I use blue in my paintings to advocate for unity and harmony, bridge the gap between different skin tones, and address the issues of racism.
Samuel Oseigyei Kumah’s paintings propose a radical simplicity: beneath surface difference, humanity is shared. Rendering his figures in saturated shades of blue, Kumah deliberately departs from naturalistic skin tone to dissolve racial coding and redirect attention toward emotion, presence, and relational intimacy. Blue, in his work, is not absence—it is convergence: a chromatic space where difference yields to commonality.
 
Trained at the Ghanatta College of Arts and Design after years of informal apprenticeship, Kumah brings technical discipline to compositions that remain emotionally direct. His figures often occupy shallow, uncluttered spaces—standing alone, paired in quiet connection, or gathered beneath umbrellas that function as both literal shelter and symbolic threshold.
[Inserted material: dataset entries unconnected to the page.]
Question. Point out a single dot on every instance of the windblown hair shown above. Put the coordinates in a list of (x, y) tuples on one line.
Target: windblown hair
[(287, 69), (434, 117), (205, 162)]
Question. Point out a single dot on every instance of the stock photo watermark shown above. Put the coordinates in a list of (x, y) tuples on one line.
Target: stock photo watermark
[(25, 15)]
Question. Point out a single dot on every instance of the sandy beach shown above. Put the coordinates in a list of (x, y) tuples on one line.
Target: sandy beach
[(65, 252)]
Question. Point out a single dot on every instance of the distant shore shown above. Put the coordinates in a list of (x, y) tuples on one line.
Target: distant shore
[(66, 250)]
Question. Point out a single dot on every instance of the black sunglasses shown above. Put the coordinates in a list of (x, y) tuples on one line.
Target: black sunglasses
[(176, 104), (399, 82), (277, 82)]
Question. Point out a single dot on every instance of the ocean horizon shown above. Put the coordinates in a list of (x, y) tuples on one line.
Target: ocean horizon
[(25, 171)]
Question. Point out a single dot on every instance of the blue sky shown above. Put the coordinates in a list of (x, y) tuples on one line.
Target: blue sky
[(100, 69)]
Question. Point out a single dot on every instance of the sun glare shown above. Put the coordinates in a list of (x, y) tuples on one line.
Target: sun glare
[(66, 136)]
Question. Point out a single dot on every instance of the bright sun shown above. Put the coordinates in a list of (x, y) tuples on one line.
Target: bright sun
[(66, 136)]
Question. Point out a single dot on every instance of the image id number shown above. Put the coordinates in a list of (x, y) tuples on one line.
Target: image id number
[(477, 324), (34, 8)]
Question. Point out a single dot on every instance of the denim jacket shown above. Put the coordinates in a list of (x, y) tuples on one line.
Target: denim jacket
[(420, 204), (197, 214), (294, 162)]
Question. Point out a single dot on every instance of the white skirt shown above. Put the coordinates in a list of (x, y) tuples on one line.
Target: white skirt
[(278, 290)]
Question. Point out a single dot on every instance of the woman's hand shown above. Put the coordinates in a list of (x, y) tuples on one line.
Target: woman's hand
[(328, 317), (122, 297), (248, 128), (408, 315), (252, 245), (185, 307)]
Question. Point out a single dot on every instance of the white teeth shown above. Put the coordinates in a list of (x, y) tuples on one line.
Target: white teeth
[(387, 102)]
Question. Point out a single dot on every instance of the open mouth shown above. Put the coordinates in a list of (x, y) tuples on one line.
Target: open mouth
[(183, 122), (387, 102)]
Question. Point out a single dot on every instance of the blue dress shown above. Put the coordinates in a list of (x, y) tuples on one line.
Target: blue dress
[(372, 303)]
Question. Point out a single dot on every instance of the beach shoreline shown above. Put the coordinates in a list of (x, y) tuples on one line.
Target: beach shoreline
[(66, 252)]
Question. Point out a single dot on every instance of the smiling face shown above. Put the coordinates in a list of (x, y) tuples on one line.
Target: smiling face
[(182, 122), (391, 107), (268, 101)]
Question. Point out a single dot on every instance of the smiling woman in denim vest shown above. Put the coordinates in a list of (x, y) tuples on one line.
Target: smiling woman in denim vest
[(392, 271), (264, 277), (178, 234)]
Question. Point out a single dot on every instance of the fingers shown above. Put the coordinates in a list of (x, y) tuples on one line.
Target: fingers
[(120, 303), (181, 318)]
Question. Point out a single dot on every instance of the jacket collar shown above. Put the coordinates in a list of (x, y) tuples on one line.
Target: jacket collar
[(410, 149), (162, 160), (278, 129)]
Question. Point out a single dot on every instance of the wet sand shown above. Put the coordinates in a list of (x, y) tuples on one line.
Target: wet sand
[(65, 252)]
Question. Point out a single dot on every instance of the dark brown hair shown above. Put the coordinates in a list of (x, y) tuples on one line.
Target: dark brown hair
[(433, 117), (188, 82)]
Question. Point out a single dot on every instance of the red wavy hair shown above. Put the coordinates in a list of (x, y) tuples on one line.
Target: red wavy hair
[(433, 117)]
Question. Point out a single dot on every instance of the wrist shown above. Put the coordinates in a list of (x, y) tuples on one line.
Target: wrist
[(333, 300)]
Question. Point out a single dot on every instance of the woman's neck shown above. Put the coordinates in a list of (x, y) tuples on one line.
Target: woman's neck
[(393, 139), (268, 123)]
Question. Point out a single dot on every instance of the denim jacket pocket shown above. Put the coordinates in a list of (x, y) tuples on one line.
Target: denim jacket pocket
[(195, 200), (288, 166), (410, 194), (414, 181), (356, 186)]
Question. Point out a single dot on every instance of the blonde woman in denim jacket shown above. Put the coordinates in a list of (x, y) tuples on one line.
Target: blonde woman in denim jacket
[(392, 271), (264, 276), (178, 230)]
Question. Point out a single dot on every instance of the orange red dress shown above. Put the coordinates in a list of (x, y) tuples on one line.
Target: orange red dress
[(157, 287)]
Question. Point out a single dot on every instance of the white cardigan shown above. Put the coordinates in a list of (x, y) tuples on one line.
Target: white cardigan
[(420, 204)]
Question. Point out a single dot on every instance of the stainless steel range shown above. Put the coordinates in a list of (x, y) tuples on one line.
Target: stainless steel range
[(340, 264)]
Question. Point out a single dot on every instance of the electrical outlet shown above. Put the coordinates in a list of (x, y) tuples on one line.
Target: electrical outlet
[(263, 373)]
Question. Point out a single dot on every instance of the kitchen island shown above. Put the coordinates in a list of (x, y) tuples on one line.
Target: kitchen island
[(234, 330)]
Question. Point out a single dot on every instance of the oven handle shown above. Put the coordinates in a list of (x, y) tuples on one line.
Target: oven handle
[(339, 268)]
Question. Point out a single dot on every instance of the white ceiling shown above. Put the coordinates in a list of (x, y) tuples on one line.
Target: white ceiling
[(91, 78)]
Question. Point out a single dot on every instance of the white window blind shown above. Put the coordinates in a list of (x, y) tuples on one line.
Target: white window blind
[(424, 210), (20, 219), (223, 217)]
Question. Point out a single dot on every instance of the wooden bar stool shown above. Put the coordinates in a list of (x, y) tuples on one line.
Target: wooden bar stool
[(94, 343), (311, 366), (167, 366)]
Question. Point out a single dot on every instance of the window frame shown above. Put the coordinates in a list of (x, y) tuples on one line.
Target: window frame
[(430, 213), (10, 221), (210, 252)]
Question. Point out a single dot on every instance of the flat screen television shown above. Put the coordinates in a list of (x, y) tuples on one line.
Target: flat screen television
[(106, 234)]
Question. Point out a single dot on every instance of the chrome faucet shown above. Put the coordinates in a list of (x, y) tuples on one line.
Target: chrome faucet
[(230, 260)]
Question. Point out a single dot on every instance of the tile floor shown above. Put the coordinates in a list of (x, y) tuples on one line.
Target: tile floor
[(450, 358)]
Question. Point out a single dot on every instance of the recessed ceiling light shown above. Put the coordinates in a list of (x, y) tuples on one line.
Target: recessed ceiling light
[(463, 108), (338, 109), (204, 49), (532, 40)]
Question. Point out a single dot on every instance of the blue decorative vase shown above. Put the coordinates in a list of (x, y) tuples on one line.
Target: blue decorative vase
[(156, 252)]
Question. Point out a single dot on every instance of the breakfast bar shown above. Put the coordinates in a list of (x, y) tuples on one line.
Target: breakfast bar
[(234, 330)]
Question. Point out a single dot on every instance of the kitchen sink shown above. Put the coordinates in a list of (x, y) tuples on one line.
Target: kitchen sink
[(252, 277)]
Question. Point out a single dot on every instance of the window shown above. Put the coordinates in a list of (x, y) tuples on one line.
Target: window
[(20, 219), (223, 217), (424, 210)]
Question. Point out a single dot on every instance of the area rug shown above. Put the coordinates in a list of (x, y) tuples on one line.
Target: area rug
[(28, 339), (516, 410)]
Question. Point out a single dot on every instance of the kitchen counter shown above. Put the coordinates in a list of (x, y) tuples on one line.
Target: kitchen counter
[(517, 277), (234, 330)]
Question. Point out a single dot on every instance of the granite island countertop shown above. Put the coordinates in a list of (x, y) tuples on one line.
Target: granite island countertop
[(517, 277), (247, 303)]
These scenes are not theatrical; they are deliberate pauses. Gesture, posture, and gaze carry meaning more than narrative detail.
 
Across the work, umbrellas recur as emblems of protection, unity, and shared vulnerability. Couples lean into one another; solitary figures face outward with composure rather than defiance. The paintings resist spectacle in favor of clarity. By limiting chromatic range and foregrounding form, Kumah creates images that are immediately legible yet conceptually insistent.
 
Kumah’s practice is driven by a commitment to social harmony. Addressing racism, discrimination, and injustice without illustration or accusation, his work operates through substitution: blue bodies in place of racialized ones, intimacy in place of conflict, stillness in place of rupture. The result is a visual language that advocates equality not as a slogan, but as a lived condition—quiet, resolute, and human.